Behind The Scenes At The Old Mill Restaurant
We’re cooking just like Grandma, but for the masses, every day
A day at The Old Mill Restaurant in Pigeon Forge, Tennessee, isn’t measured in the hours we’re open, but in the effort our kitchen crew puts into cooking homestyle breakfasts, lunches, and dinners for about 3,000 guests each day. We cook more delicious comfort food in a single day than your grandma served in two decades of Sunday dinners.
Our kitchen staff of, a dozen or so at a time, begins cooking at 5 a.m., three hours before we open, and doesn’t finish until after we close at 9 p.m.
They take a quick inventory each morning to see what they need to restock on, including whole cuts of meat that we cut and grind ourselves for our meatloaf, ground round, prime rib, and ribeyes.
Our miller – yes, we have our own, onsite at our Historic Old Mill– grinds the cornmeal and grits, and blends the signature specialty mixes they need for home-cooked goodies like pancakes, corn fritters, biscuits, and the breading on fried chicken, pork chops, and country fried steak.
Our cooks start the typical day by preparing, 2,000 pancakes and 2,500 biscuits from scratch, which is done by one person flipping and another rolling and baking. Our jam maker in the Farmhouse Kitchen makes our homemade Triple Berry Jam that is served to each table at breakfast, coming to almost 4 gallons each day. Our grills stay hot all morning as 1,800 eggs are prepared to order while 700 slices of bacon and 800 pieces of sausage are cooked.
Next, the kitchen crew starts lunch and dinner. That means making 100 gallons of our homemade signature corn chowder (see us make it from scratch above), and batter for the 5,000 corn fritters we will fry to go with it. The crew has to start cooking some of the lunch and dinner entrees even before breakfast and then continue throughout the day to prepare 150 pounds of meatloaf, 70 gallons of chicken and dumplings, 400 pounds of fried chicken, 300 pounds of chicken tenders, and the 330 pieces of country fried steak that our team of two dozen waiters and waitresses will serve.
Want sides with that? Our cooks also make 110 gallons of green beans and 1,100 pounds of mashed potatoes. Believe it or not, one person will peel, cook, and mash all of those potatoes, 50 pounds at a time.

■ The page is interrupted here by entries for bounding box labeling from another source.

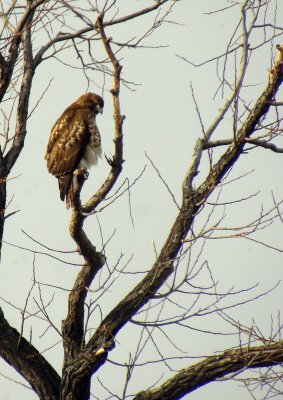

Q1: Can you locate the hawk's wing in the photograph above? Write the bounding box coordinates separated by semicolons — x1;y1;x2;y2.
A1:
45;108;93;206
45;109;90;177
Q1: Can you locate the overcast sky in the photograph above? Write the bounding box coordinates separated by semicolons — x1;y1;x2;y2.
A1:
0;0;283;400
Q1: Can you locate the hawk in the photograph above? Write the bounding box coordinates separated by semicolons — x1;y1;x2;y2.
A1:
45;93;104;208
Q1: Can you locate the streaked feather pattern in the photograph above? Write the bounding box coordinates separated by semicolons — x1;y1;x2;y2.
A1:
45;93;104;208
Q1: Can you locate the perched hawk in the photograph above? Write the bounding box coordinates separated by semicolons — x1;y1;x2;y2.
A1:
45;93;104;208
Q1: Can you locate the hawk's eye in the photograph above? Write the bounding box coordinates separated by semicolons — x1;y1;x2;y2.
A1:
95;104;103;114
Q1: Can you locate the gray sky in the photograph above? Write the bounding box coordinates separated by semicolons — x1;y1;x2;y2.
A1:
0;0;283;400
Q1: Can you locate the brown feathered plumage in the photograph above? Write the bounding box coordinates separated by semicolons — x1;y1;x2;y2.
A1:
45;93;104;208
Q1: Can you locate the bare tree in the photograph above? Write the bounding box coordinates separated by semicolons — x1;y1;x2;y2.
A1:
0;0;283;400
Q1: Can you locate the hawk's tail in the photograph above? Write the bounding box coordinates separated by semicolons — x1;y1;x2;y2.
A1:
58;174;73;208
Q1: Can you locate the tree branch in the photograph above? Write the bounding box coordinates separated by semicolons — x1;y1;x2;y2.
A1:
87;43;283;362
133;341;283;400
0;309;61;400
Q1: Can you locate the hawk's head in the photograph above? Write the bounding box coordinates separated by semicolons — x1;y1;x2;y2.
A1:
77;93;104;114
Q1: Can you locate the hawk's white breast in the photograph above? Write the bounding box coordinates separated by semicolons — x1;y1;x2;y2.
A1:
79;144;101;169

And no meal at The Old Mill Restaurant would be complete without dessert. To keep a supply on hand of our most popular dessert menu item, pecan pie, our bakers turn out 120 pecan pies each day with our secret family recipe. The Old Mill Creamery across the street churns 30 gallons of vanilla bean ice cream a day just for us, and that’s just a drop in the bucket (total pun intended!) of what they make for themselves.

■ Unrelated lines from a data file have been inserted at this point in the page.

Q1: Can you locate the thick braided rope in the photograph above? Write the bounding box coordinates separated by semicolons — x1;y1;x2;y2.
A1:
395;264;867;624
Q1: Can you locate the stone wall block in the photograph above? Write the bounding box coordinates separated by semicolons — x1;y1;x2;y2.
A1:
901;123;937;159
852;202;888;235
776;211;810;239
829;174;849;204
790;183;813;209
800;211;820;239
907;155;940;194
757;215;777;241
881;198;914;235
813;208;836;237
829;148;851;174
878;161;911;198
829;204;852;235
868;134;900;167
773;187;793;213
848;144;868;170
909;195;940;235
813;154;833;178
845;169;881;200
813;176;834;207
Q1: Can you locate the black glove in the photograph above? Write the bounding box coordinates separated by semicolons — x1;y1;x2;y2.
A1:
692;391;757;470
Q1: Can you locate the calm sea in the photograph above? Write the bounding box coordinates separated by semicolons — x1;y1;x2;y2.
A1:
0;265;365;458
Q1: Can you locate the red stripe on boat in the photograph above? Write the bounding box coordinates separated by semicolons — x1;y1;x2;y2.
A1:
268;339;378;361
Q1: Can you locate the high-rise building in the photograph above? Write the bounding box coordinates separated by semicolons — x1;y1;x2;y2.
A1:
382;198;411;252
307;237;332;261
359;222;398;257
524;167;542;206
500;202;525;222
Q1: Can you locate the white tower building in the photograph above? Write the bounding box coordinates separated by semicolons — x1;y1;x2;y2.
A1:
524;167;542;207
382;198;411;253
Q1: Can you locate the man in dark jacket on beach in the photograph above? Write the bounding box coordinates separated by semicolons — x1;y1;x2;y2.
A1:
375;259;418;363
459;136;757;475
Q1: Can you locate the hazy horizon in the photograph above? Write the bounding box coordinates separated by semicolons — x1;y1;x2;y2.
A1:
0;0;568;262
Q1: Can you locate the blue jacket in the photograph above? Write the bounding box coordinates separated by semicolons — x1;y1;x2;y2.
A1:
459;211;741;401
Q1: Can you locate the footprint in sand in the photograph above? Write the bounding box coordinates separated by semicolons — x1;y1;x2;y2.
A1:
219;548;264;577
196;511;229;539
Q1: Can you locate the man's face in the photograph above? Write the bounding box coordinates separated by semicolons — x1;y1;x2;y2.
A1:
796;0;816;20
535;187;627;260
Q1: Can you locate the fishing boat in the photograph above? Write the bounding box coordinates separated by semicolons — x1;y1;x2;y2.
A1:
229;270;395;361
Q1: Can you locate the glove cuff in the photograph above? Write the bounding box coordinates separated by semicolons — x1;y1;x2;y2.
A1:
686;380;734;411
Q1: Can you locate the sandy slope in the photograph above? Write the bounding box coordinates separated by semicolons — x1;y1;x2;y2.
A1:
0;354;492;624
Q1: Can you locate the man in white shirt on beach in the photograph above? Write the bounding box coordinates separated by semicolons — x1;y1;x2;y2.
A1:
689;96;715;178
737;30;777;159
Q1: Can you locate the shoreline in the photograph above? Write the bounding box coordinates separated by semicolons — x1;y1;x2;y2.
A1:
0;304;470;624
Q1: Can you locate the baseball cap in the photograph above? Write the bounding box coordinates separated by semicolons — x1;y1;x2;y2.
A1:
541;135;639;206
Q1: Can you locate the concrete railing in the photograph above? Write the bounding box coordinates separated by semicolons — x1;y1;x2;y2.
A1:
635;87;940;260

Yes, all of this happens in one day!
The next day, the kitchen staff turns on the lights before the sun comes up and starts all over again.
We say our kitchen cooks like our grandmother would have done if 30 people were coming for Sunday dinner. But we multiply it by 10, and then do that 10 times over, because we have 3,000 people coming to eat. We think grandma would be proud, but it’s safe to say she could still teach us a thing or two.